Thank you, and thanks for your patience, @swatichouhan012!

+++ b/core/modules/jsonapi/src/Controller/EntryPoint.php
@@ -50,10 +57,13 @@ class EntryPoint extends ControllerBase {
-  public function __construct(ResourceTypeRepositoryInterface $resource_type_repository, AccountInterface $user) {
+  public function __construct(ResourceTypeRepositoryInterface $resource_type_repository, AccountInterface $user, EntityTypeManagerInterface $entity_type_manager) {
     $this->resourceTypeRepository = $resource_type_repository;
     $this->user = $user;
+    $this->entityTypeManager = $entity_type_manager;
   }

@@ -104,7 +115,7 @@ public function index() {
+      $current_user_uuid = $this->entityTypeManager->getStorage('user')->load($this->user->id())->uuid();

We need to account for backwards compatibility - ie. we need to allow passing in a NULL for $entity_type_manager... but this is extending ControllerBase - so we could avoid this and do $this->entityTypeManager()->getStorage('user')->load() instead.

Also I think we need to think about scope here. Given that you're using a code scanner and coder rule to find this I don;t think a scope of 1 issue per warning is the way to go.

Hey @alexpott, Thanks for pointing out the ControllerBase class. I have chnage the code keeping in mind this class.
Please review.

Forgot to remove a comment from the code.
Uploading new patch. Please review this.
Thanks.

#14:
Oh, hah, didn't realize it already lived on ControllerBase 😅🙈 Agreed with using that instead. (Now irrelevant, but I disagree with the need for BC for EntryPoint's constructor: it's a controller owned by the JSON:API module and marked as @internal.)

Marking RTBC for the code changes.

Also I think we need to think about scope here. Given that you're using a code scanner and coder rule to find this I don;t think a scope of 1 issue per warning is the way to go.

Agreed — but in this case they didn't file dozens of issues for dozens of core modules. So … I think this is okay. But you're used to dealing with this much more often, so I obviously defer to you. Feel free to un-RTBC over this and ask to expand the scope to all of core of course.

OK, that turned out to be very simple. :)

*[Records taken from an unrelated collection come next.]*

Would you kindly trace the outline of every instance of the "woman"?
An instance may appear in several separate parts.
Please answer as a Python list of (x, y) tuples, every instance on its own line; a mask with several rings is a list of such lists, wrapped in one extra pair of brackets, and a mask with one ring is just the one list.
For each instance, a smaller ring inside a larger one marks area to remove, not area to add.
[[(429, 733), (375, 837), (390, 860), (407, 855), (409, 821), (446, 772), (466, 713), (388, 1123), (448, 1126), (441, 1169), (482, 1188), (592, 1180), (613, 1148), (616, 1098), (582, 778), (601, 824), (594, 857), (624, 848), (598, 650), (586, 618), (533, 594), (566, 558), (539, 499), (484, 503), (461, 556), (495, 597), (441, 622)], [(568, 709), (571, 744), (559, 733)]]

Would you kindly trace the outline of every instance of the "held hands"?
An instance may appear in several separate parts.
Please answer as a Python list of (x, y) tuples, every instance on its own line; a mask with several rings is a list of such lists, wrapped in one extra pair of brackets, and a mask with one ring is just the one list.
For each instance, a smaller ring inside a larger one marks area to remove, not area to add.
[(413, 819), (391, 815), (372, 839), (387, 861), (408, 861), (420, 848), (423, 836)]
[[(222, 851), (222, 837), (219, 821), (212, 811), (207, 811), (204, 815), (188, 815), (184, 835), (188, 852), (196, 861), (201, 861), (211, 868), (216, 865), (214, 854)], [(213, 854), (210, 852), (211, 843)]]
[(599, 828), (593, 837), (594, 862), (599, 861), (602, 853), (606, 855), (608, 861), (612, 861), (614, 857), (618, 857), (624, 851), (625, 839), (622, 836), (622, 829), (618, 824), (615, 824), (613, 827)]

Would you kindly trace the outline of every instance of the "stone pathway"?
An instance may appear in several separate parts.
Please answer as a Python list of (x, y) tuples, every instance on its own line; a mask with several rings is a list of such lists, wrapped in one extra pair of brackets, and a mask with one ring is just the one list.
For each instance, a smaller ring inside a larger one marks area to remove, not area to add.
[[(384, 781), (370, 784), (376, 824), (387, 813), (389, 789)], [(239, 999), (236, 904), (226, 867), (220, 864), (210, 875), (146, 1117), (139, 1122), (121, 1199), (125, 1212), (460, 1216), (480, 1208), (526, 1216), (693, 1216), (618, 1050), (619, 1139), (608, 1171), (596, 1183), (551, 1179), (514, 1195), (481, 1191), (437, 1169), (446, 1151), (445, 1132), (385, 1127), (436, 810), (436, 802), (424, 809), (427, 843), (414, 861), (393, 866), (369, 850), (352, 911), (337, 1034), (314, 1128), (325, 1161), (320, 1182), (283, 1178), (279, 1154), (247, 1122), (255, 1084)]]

It's a very small cleanup, and usually I would prefer to see this done as a part of the coding standards cleanup initiative, where we replace the various load() calls across all of core according to the type of issue. In order to fix core coding standards in a maintainable way, all our coding standards issues should be done on a per-rule basis across all of core, rather than fixing standards in individual modules or files. We should also separate fixes where we need to write new documentation from fixes where we need to correct existing standards. This all should be done as part of #2571965: [meta] Fix PHP coding standards in core. A good place to start is the child issues of #2572645: [Meta] Fix 'Drupal.Commenting.FunctionComment' coding standard.

For background information on why we usually will not commit coding standards fixes that aren't scoped in that way, see the core issue scope guidelines, especially the note about coding standards cleanups. That document also includes numerous suggestions for scoping issues including documentation coding standards cleanups.

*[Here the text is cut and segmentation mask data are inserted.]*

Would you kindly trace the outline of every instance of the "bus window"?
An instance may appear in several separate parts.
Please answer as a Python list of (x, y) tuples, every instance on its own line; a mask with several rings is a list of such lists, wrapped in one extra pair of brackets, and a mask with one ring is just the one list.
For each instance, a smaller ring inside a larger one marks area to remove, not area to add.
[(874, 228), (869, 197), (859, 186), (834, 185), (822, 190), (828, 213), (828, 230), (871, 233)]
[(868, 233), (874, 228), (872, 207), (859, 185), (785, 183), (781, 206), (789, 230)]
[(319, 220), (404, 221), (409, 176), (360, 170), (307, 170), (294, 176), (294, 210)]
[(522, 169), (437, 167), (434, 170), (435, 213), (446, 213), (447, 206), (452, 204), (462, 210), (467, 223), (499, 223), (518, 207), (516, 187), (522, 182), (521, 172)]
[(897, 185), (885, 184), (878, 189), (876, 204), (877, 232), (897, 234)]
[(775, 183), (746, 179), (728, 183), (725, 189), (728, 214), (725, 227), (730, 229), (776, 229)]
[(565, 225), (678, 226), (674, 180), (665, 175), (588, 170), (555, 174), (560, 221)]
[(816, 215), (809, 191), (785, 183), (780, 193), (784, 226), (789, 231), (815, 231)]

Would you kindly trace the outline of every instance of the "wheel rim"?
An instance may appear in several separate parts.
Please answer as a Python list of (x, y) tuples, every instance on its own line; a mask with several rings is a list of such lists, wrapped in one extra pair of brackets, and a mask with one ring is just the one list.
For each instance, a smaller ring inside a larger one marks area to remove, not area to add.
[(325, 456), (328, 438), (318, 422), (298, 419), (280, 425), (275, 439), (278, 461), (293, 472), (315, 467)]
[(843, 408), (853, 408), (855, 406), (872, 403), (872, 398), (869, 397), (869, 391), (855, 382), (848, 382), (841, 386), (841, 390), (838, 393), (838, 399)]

Contributing to the overall plan above will help ensure that your fixes for core's coding standards remain in core the long term.

So, usually I would mark this as a duplicate of a large issue, but this one time I'll go ahead and commit it, since it's done. And since the change should be purely transparent, it's safe to backport during beta, so backporting as far as 8.9.x.

Thanks! I encourage you to submit complete fixes in the future, rather than one-line fixes.